In 1995, the Israeli government established the Liba'i Commission, in part, to resolve claims of the displaced Kafr Bir'im residents. The Committee for the Uprooted of Kafr Bir'im presented a proposal for coexistence of a reconstructed village and the kibbutzim. While some Bar'am residents fully rejected the proposal, architect Deeb Maron and artist Hanna Farah-Kufer Bir'im expanded on the vision in their work.

Baram was the last kibbutz to dispense with the communal child rearing system that was once typical of kibbutzes in 1997, is looked upon by many as a sort of "nature reserve." A few kibbutzim have remained faithful to the original utopian ideology of everybody on the kibbutz being equal regardless of how long their tenure, and still provide three square meals a day in a communal dining room and hold general meetings to discuss and vote on important issues relating to Baram. Life in Bar'am centers around agriculture as well as tourism related to the nearby ancient synagogues and ruins, and the kibbutz has one of the largest volunteer programs.

Bar'am is one of the most popular kibbutzes for volunteers. Every Tuesday and Friday the kibbutzniks and volunteers can party at the local town pub. Volunteers hail from South Africa, Denmark, Sweden, the US, Japan, South Korea, Canada, Britain, Brazil, Columbia, Ecuador, Mexico and Burma.

In 2004, Zochrot began an initiative pairing Bar'am and displaced Kafr Bir'im residents to map possibilities of return and coexistence.

In 2006, during the Second Lebanon War, the kibbutz came under attack from Hezbollah forces and suffered heavy shelling and missile fire which damaged the agricultural fields. The kibbutz is located mere metres away from the Lebanese border, and the Hezbollah flag flying in front of homes across the border is a common sight. In July 2006, several Katyusha missiles exploded in nearby fields.

In the 2023 conflict between Hamas and Israel, Hezbollah targeted northern Israeli border communities, forcing evacuations, including in Bar'am.

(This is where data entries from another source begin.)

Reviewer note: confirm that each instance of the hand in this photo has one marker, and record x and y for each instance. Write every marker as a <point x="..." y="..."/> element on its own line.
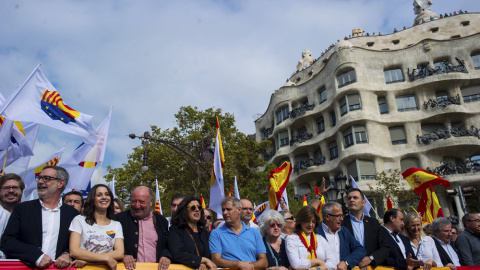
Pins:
<point x="63" y="261"/>
<point x="323" y="190"/>
<point x="452" y="266"/>
<point x="342" y="266"/>
<point x="78" y="264"/>
<point x="163" y="263"/>
<point x="364" y="262"/>
<point x="45" y="262"/>
<point x="412" y="262"/>
<point x="112" y="263"/>
<point x="129" y="262"/>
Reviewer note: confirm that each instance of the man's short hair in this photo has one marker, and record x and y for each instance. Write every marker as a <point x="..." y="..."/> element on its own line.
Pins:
<point x="61" y="173"/>
<point x="356" y="189"/>
<point x="327" y="208"/>
<point x="438" y="223"/>
<point x="73" y="192"/>
<point x="390" y="213"/>
<point x="236" y="202"/>
<point x="12" y="176"/>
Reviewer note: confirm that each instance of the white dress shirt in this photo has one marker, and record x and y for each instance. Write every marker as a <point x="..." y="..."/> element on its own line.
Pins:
<point x="427" y="250"/>
<point x="297" y="252"/>
<point x="50" y="230"/>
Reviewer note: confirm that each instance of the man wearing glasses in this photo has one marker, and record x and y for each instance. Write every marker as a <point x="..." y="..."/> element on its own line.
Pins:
<point x="37" y="231"/>
<point x="468" y="242"/>
<point x="348" y="251"/>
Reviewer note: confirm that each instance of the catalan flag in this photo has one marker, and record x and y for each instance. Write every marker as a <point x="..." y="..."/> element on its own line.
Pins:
<point x="158" y="203"/>
<point x="420" y="179"/>
<point x="278" y="182"/>
<point x="217" y="191"/>
<point x="39" y="102"/>
<point x="30" y="174"/>
<point x="429" y="207"/>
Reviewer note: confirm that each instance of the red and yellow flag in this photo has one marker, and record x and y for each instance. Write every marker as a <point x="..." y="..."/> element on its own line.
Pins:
<point x="429" y="207"/>
<point x="420" y="180"/>
<point x="278" y="182"/>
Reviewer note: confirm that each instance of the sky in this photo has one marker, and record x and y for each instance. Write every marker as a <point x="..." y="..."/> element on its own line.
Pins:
<point x="147" y="58"/>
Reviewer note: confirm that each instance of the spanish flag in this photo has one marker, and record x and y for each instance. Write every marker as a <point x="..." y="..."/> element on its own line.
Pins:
<point x="429" y="208"/>
<point x="278" y="182"/>
<point x="420" y="180"/>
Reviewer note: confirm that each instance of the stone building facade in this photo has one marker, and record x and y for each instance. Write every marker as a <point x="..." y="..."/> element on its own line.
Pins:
<point x="379" y="102"/>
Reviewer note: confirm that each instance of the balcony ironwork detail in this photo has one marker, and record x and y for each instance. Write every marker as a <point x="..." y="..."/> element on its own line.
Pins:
<point x="442" y="102"/>
<point x="445" y="67"/>
<point x="301" y="110"/>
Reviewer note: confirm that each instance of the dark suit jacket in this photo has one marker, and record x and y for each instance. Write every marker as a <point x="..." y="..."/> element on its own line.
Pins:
<point x="375" y="242"/>
<point x="350" y="250"/>
<point x="183" y="248"/>
<point x="395" y="258"/>
<point x="130" y="234"/>
<point x="443" y="254"/>
<point x="22" y="238"/>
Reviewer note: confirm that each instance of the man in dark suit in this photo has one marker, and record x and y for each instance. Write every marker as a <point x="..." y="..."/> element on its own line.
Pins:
<point x="442" y="231"/>
<point x="401" y="252"/>
<point x="346" y="248"/>
<point x="37" y="231"/>
<point x="366" y="230"/>
<point x="145" y="233"/>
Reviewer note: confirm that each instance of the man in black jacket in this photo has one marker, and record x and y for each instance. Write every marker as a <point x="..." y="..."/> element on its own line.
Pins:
<point x="366" y="230"/>
<point x="37" y="231"/>
<point x="145" y="233"/>
<point x="401" y="253"/>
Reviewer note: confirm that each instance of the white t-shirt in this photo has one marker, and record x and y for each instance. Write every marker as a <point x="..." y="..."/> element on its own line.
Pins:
<point x="96" y="238"/>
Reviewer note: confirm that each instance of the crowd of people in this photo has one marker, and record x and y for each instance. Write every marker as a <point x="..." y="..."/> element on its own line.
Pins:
<point x="51" y="230"/>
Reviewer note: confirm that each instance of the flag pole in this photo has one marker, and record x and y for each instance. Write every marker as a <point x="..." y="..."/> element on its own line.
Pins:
<point x="5" y="160"/>
<point x="99" y="172"/>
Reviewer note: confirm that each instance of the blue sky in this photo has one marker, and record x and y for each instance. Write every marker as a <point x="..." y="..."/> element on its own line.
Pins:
<point x="149" y="58"/>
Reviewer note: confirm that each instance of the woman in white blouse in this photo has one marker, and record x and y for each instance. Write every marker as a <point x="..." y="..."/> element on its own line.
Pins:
<point x="305" y="249"/>
<point x="423" y="246"/>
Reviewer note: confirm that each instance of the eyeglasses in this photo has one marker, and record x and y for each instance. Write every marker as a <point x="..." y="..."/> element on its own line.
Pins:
<point x="7" y="188"/>
<point x="195" y="207"/>
<point x="45" y="178"/>
<point x="336" y="216"/>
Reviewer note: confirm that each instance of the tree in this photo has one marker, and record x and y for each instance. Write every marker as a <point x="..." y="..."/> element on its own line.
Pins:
<point x="182" y="163"/>
<point x="391" y="184"/>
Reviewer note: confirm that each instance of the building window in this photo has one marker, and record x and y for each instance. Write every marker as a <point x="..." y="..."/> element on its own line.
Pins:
<point x="321" y="125"/>
<point x="408" y="163"/>
<point x="346" y="78"/>
<point x="471" y="93"/>
<point x="333" y="117"/>
<point x="393" y="76"/>
<point x="282" y="114"/>
<point x="323" y="95"/>
<point x="382" y="105"/>
<point x="283" y="138"/>
<point x="398" y="135"/>
<point x="406" y="103"/>
<point x="476" y="61"/>
<point x="333" y="150"/>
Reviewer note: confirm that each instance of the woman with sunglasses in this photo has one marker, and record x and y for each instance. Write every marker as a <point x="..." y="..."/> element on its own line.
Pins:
<point x="95" y="236"/>
<point x="188" y="237"/>
<point x="271" y="225"/>
<point x="305" y="248"/>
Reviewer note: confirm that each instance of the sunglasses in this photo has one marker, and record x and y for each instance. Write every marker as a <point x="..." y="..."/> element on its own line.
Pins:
<point x="195" y="207"/>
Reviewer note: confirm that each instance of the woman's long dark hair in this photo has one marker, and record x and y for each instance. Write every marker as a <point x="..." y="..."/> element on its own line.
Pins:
<point x="180" y="219"/>
<point x="89" y="208"/>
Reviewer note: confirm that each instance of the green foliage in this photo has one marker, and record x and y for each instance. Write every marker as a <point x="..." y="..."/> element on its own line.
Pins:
<point x="172" y="163"/>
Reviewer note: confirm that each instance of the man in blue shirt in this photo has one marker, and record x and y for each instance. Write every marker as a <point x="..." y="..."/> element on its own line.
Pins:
<point x="236" y="245"/>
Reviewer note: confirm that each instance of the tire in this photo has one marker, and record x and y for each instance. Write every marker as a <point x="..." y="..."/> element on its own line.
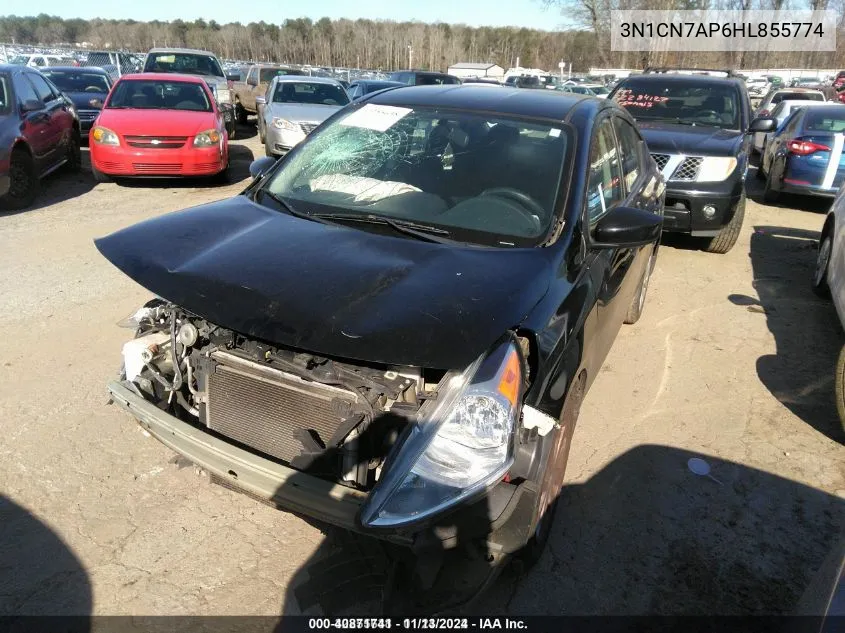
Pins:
<point x="241" y="114"/>
<point x="840" y="385"/>
<point x="74" y="153"/>
<point x="725" y="239"/>
<point x="820" y="286"/>
<point x="552" y="482"/>
<point x="23" y="187"/>
<point x="770" y="195"/>
<point x="635" y="310"/>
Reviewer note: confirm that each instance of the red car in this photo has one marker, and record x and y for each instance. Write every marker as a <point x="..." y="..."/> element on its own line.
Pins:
<point x="159" y="124"/>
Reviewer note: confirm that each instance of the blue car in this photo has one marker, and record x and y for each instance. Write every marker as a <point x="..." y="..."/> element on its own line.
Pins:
<point x="805" y="155"/>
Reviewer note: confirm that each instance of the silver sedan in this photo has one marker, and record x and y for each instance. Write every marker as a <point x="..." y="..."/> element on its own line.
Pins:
<point x="293" y="106"/>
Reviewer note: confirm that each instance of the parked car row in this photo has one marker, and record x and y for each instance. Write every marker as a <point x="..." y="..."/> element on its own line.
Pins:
<point x="392" y="328"/>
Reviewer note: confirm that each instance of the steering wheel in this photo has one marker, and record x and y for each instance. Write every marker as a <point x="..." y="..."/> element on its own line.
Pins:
<point x="529" y="208"/>
<point x="707" y="114"/>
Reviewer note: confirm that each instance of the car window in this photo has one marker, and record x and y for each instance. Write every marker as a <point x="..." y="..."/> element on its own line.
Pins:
<point x="792" y="121"/>
<point x="692" y="101"/>
<point x="24" y="90"/>
<point x="630" y="148"/>
<point x="605" y="184"/>
<point x="78" y="80"/>
<point x="42" y="88"/>
<point x="159" y="94"/>
<point x="483" y="178"/>
<point x="309" y="92"/>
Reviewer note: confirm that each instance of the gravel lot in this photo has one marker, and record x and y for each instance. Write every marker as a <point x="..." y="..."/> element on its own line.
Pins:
<point x="733" y="360"/>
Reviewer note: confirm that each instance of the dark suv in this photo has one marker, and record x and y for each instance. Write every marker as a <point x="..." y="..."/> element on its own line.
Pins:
<point x="697" y="130"/>
<point x="39" y="132"/>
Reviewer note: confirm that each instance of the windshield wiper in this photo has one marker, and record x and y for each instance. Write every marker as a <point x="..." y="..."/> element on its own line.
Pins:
<point x="422" y="232"/>
<point x="290" y="210"/>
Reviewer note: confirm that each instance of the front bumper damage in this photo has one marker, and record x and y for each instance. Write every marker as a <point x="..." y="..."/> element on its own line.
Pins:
<point x="500" y="520"/>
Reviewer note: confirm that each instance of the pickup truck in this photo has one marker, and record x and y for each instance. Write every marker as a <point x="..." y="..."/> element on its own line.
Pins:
<point x="252" y="82"/>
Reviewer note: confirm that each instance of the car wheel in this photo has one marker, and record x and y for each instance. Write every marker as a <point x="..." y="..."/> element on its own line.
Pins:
<point x="840" y="385"/>
<point x="635" y="310"/>
<point x="222" y="176"/>
<point x="552" y="479"/>
<point x="770" y="195"/>
<point x="820" y="286"/>
<point x="23" y="185"/>
<point x="727" y="236"/>
<point x="241" y="114"/>
<point x="74" y="152"/>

On October 21, Hezbollah launched anti-tank fire towards Bar'am, resulting in the injury of three IDF soldiers, one of them in serious condition.

==Economy==
The economy of Kibbutz Bar'am is centered around agriculture, as Bar'am is home to numerous orchards where a variety of fruits including apples, pears, nectarines, plums, kiwi, and Chinese gooseberries are grown and harvested. The fields are tended by Jewish volunteers who live on the kibbutz. Some of the volunteers are from Israel, while most of them are Jews from abroad from countries such as Mexico, Canada, Australia, Columbia, the USA, and more. The kibbutz is also home to a packing plant, where the fruit is sorted, packed and kept in cold storage until it is delivered to markets throughout Israel. Other crops include corn, peanuts and sunflower seeds. In addition, the kibbutz has ponds for fish farming. The kibbutz also has land holdings cultivated with cotton in the Hula Valley, near Ne'ot Mordehai.

The kibbutz also has a factory that manufactures plastics for medical purposes.

==Culture==
Bar'am operates the Bar David Museum which houses bi-annual exhibitions from the large permanent collection of paintings and Jewish ritual objects, plus temporary exhibitions of fine art, sculpture and photography, and a small Archeology Room that exhibits objects from the region, such as ceramic and glass artefacts, jewellery and statuettes.